Methods: A sub-study was conducted in two clinical sites of the Yoga-CaRe trial (a multicenter randomized controlled trial). Participants with acute MI were randomized and allocated to either the Yoga-CaRe program (13 sessions with encouragement to home practice) or enhanced standard care (three educational sessions). Endothelial function, oxidative stress, and inflammatory biomarkers were assessed using biomarkers such as asymmetric dimethylarginine (ADMA), endothelial nitric oxide synthase (eNOS), endothelin-1 (ET-1), E-selectin, P-selectin, vascular cell adhesion molecule (VCAM), intercellular cell-adhesion molecule-1, total nitric oxide concentration (NOx), oxidized low-density lipoprotein (Oxd-LDL), superoxide dismutase, total antioxidant capacity (TAOC), tumor necrosis factor-alpha (TNFα), and C-reactive protein (CRP) at baseline and 12 weeks. Laboratory and statistical analysis were done by staff blinded to group allocation.
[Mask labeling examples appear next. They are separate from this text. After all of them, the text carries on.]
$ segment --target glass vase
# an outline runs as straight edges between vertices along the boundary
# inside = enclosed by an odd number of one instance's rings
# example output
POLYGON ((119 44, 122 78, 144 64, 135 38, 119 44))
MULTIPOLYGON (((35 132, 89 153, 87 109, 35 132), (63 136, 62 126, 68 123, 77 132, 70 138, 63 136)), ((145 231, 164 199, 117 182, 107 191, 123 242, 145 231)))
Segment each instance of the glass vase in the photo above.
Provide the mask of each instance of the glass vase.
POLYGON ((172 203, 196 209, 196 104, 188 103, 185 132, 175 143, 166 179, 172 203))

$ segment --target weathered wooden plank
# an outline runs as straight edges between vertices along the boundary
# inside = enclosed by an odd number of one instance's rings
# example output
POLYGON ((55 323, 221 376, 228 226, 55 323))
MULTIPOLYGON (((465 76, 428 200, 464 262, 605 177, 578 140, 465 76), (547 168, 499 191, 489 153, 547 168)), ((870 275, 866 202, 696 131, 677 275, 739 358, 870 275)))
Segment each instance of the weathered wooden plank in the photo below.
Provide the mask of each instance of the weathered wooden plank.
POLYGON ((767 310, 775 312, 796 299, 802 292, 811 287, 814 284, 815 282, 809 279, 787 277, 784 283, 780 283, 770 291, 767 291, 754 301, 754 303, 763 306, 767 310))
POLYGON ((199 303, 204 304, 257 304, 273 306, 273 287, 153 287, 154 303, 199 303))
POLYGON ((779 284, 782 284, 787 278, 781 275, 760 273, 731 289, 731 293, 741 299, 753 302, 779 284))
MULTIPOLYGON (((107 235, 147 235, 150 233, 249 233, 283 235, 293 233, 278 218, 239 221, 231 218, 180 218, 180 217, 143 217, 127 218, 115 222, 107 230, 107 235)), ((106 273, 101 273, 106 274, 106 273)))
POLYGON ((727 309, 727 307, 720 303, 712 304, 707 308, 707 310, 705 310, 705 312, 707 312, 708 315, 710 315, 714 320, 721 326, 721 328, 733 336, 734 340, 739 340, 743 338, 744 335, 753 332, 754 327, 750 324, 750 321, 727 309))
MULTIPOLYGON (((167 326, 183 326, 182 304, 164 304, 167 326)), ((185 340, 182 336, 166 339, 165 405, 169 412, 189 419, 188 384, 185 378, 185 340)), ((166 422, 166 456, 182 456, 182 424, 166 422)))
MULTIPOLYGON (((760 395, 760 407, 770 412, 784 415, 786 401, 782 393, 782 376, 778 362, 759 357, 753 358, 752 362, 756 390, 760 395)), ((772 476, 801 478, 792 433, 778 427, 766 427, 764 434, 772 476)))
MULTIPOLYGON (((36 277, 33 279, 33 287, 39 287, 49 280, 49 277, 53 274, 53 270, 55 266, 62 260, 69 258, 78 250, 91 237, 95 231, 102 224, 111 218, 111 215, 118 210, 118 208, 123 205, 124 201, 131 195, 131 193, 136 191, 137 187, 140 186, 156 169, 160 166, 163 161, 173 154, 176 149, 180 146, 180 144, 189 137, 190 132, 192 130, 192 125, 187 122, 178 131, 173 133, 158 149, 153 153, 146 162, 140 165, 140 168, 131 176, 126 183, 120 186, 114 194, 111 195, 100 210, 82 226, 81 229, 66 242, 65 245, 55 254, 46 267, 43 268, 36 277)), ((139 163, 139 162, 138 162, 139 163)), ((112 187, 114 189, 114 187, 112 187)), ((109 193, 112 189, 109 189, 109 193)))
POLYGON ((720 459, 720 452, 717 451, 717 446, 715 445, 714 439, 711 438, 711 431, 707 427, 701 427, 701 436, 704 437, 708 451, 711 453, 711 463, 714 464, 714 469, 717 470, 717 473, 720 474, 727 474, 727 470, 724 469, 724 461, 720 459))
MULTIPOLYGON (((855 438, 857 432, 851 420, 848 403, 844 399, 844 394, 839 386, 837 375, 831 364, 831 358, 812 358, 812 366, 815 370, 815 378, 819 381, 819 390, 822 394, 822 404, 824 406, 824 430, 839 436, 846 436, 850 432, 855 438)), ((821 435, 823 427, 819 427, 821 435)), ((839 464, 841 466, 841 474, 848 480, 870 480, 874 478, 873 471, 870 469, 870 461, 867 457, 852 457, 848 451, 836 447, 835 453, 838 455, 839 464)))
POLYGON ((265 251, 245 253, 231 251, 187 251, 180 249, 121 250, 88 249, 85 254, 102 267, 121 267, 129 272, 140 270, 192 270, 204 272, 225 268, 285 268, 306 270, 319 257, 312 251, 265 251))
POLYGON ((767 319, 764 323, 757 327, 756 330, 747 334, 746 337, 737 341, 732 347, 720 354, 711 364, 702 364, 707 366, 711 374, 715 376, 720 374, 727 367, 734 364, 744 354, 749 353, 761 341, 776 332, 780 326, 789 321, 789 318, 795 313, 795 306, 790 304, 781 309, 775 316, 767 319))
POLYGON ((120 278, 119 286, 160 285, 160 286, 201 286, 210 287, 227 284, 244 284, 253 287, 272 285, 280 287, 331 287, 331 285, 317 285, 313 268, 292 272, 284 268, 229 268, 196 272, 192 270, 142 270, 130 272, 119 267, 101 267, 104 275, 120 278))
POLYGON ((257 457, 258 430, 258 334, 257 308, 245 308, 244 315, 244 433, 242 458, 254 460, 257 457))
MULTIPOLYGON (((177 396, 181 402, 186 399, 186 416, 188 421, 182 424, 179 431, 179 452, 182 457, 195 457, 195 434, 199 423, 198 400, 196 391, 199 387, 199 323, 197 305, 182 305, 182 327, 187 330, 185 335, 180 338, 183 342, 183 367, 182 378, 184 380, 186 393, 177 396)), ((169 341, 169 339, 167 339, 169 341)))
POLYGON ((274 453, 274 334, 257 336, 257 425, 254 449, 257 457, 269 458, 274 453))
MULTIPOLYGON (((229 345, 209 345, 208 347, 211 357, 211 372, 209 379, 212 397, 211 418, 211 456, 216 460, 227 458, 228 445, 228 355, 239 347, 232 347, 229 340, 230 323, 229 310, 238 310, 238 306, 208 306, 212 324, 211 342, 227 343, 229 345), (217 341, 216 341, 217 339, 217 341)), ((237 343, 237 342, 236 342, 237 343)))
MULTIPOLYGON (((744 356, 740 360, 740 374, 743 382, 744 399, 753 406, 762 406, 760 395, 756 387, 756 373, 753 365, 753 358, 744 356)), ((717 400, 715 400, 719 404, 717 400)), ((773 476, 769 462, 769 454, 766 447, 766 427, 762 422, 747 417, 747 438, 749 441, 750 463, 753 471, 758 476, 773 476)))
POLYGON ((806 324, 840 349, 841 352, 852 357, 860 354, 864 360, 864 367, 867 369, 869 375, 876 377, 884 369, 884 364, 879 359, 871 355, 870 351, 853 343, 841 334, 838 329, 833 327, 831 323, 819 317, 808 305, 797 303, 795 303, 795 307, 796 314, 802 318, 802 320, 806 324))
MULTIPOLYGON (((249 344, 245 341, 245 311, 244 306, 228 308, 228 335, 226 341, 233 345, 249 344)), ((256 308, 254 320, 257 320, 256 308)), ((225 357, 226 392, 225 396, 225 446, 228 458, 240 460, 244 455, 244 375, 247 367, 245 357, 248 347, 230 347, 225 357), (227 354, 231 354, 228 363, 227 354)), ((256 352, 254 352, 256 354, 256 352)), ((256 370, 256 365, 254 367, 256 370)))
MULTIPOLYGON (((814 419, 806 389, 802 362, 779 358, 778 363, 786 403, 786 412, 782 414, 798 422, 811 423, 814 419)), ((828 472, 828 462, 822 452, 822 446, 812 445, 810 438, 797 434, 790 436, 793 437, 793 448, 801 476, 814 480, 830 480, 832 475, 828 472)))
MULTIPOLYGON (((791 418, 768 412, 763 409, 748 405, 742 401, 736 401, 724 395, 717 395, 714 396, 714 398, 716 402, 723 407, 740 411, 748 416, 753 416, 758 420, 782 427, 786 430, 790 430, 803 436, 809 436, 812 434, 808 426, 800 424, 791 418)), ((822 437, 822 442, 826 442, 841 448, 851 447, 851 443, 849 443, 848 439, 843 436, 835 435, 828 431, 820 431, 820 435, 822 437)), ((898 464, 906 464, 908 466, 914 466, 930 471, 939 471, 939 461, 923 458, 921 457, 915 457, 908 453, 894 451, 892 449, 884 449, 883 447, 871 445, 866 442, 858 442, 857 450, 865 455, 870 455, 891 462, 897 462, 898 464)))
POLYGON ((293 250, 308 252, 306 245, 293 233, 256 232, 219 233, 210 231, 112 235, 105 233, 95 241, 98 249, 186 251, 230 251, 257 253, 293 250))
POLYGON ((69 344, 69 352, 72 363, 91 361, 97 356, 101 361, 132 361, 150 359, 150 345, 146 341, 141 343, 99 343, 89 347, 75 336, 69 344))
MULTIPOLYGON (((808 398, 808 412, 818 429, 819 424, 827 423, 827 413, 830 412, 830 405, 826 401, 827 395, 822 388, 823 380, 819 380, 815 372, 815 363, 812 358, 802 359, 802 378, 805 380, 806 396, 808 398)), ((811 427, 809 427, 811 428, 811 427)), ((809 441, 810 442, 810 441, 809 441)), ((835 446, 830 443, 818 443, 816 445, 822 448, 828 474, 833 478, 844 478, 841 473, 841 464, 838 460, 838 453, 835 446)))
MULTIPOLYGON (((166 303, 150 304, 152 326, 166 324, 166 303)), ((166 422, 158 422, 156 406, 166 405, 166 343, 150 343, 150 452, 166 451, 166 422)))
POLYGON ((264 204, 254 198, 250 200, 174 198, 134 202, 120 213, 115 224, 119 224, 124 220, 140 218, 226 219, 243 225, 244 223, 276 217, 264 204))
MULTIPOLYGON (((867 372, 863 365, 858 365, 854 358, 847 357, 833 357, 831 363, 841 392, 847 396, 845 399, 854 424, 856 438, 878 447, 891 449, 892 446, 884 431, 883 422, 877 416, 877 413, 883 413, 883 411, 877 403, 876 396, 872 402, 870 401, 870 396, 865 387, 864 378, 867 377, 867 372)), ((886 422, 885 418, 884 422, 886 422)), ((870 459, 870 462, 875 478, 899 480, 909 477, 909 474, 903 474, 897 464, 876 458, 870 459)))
Results: Eighty-two patients (of the 110 patients recruited) completed the study. The mean age was 53.1 ± 10.6 and 51.9 ± 10.7 years in enhanced standard care and Yoga-CaRe group, respectively. At 12 weeks, Yoga-CaRe significantly reduced ADMA, ET-1, and ICMA-1 than the enhanced standard care group. Although E-selectin and VCAM at 12 weeks were reduced in both groups, enhanced standard care had a significantly higher reduction than the Yoga-CaRe group. Among markers of oxidative stress, TAOC increased in the Yoga-CaRe group. We found no difference in eNOS, NOx, P-selectin, TNFα, CRP, and Oxd-LDL between the two groups.
Conclusion: Yoga-CaRe improved the endothelial function (through a reduction in ET-1 and modulating adhesion molecules) and enhanced antioxidant capacity.